At age fifteen, you probably began helping out in the family business. At eighteen, you were of legal age, found a job, and have been working ever since. It's the only facet of life you know, can relate to, and in which you are comfortable.
You are now sixty-five, just put in twenty-five years at the job, and are officially considered “retired.” Your body tells you it's time to take a break and reward yourself, but your mind wants to keep going. You are now standing at life’s new crossroads.
For most, retiring is a happy and welcomed time of life. It translates into catching up with favorite hobbies; spending time with friends, family, grandkids; maybe do some traveling or (don't laugh) going back to school and taking a few college courses. You never got to further your education for whatever reason and, yeah, let's throw in some dance lessons, too; you sat it out at the last two weddings.
Most companies welcome the “matured” employee’s request for an extended stay. Other companies often request the retiree’s return in the same or different capacity. They regard this person as an exemplary employee with a great track record, as opposed to the younger generation who, with few exceptions, choose to put their social life before professional commitment.
Money is no longer the worry.
For the most part, you have the monthly Social Security check and, perhaps, a healthy pension or similar package to sustain you. The bottom line translates into just plain keeping busy. This is your link to sanity or—the personal favorite—keeping “jiggy”. Now you see the same job, but in a different light. You are more productive than ever and feel less stressed because this time you chose to be here.
You are considered a role-model for the younger fellow-employees. You share not only your vintage wisdom, but a few tips from your recent dance lessons; hence you are affectionately known as the office’s “Aging Teenager”.

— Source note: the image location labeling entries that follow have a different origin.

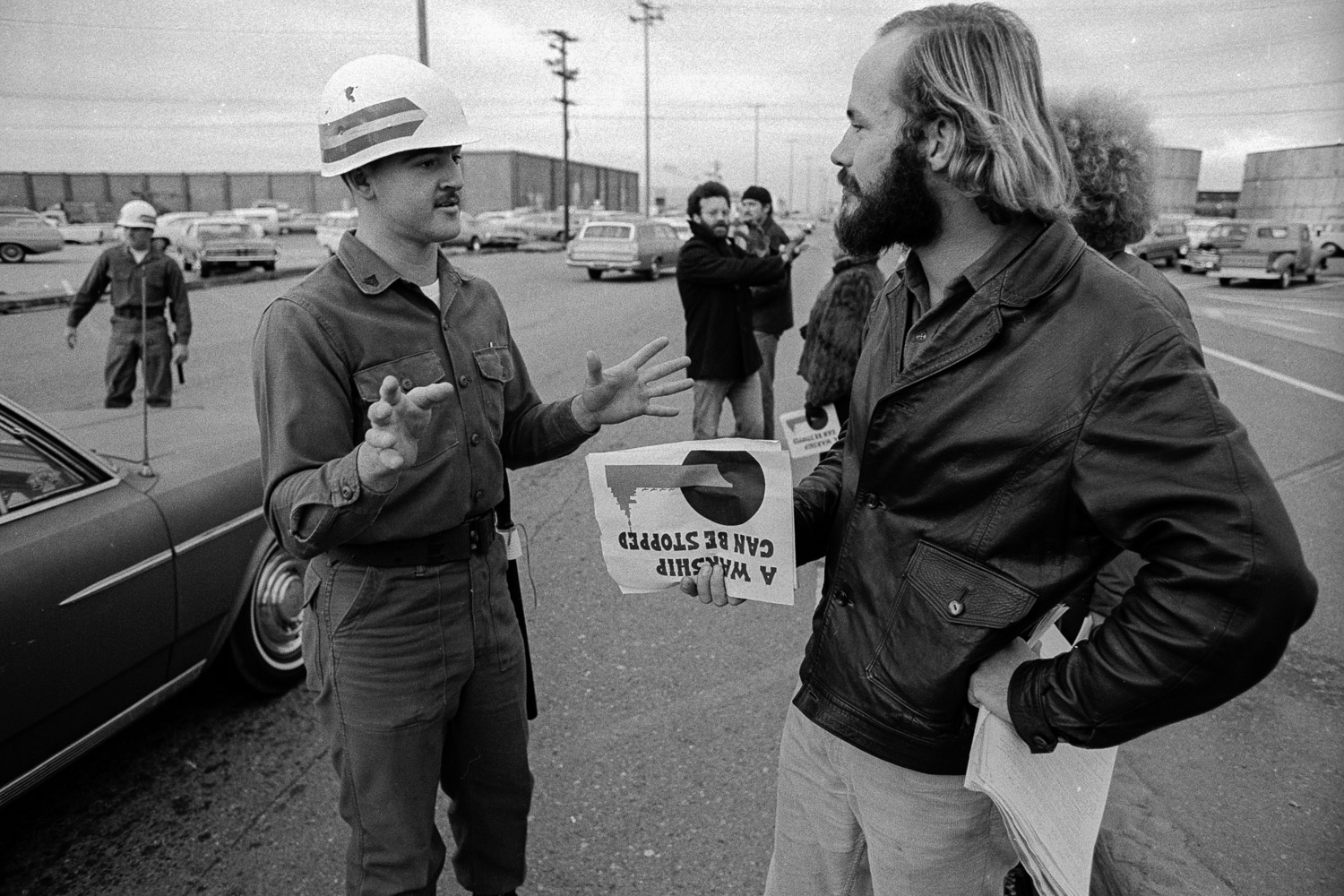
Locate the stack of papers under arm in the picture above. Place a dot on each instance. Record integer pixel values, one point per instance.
(1051, 802)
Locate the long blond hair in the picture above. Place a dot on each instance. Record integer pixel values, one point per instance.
(978, 67)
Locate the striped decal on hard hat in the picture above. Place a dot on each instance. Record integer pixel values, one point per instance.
(370, 126)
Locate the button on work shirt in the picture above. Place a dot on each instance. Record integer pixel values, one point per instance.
(322, 352)
(160, 276)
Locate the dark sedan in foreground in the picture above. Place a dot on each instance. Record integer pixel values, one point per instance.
(123, 582)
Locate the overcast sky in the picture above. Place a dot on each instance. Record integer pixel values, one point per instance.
(198, 85)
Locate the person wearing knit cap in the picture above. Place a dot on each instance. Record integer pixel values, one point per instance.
(773, 303)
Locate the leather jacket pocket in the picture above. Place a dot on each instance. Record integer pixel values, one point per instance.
(948, 616)
(496, 367)
(410, 371)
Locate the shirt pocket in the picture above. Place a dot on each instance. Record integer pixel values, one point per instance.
(410, 371)
(949, 616)
(495, 365)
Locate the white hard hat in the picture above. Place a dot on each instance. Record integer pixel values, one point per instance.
(137, 212)
(381, 105)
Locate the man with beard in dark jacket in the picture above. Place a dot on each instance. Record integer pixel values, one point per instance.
(1021, 411)
(714, 279)
(773, 312)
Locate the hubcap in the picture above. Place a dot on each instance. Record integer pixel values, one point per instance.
(277, 610)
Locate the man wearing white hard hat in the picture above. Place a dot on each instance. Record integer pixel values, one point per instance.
(145, 284)
(390, 398)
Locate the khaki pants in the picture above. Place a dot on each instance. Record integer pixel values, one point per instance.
(849, 823)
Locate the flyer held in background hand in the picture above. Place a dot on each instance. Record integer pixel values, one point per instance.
(804, 438)
(667, 509)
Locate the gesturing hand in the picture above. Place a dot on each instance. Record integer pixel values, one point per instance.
(625, 392)
(398, 421)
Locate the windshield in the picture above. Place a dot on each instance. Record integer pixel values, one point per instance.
(228, 231)
(607, 231)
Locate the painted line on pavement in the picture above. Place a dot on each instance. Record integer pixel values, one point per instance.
(1282, 378)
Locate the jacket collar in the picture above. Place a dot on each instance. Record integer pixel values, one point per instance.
(1034, 263)
(374, 276)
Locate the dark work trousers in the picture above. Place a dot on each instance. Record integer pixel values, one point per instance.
(125, 351)
(769, 346)
(421, 684)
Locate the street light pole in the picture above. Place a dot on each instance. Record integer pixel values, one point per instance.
(650, 13)
(561, 67)
(755, 147)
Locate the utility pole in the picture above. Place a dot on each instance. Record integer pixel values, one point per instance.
(421, 21)
(755, 147)
(650, 13)
(561, 69)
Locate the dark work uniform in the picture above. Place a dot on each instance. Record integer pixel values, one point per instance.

Websites now offer employment opportunities for “50+.” Knowledge is food for the brain and the brain must be nourished every day. Employment can vary from simple to somewhat challenging, depending on the level of comfort.
Through my experience as a former HR Staffing Coordinator, I have seen the “inspired retired” intentionally underrate their skills on the application, then go “full throttle” with proven success on the actual job—like a race horse pacing itself for the finish line.

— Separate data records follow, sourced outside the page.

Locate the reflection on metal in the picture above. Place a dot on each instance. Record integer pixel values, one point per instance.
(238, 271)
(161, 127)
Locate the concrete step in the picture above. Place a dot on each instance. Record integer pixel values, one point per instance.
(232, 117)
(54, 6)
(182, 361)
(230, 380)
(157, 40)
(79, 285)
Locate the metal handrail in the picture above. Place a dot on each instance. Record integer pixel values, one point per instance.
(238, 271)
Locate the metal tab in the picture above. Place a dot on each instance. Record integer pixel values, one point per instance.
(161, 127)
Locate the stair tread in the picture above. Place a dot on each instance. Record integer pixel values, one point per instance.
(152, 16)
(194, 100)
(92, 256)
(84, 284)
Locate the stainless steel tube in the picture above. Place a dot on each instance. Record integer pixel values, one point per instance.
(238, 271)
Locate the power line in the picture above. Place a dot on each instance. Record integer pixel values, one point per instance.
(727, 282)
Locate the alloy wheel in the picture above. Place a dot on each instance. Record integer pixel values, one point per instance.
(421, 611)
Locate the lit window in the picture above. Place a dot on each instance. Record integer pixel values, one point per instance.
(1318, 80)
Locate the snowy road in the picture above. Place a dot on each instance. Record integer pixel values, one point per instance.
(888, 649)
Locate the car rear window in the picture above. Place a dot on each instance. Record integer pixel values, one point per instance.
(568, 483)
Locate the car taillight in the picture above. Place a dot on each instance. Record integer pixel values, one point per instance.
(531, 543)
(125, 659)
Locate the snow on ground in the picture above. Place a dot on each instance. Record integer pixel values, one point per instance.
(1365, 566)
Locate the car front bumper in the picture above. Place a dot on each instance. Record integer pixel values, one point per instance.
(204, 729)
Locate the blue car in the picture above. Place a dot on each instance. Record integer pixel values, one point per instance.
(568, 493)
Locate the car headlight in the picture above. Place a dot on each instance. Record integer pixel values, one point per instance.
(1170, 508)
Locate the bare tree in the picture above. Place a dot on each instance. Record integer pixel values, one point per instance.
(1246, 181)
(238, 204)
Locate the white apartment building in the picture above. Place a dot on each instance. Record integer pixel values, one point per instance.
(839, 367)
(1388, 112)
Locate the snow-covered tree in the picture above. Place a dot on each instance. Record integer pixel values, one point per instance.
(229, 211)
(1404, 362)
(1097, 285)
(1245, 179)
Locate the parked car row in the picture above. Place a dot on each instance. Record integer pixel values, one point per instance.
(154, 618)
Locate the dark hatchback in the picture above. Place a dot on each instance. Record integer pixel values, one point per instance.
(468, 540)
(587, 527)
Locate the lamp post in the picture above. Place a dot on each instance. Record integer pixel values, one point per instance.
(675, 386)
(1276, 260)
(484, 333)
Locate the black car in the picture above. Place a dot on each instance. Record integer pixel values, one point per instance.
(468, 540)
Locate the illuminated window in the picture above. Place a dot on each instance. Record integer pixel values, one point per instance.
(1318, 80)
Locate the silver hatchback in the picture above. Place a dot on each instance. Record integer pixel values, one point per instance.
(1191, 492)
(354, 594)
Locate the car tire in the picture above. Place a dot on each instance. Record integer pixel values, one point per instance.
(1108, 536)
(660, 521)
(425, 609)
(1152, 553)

Generally speaking, finding work should not be a taxing experience. At this point in your life, it should be something you enjoy doing—and the dollars are welcomed as well.
Sitting home and watching life go by is unhealthy. The body and mind is a machine that must be well-oiled and exercised on a regular basis; otherwise mental or physical illness will find its way to a permanent stay.
Age is merely a number; hence, retirement is merely ending one venture and beginning a new chapter of life.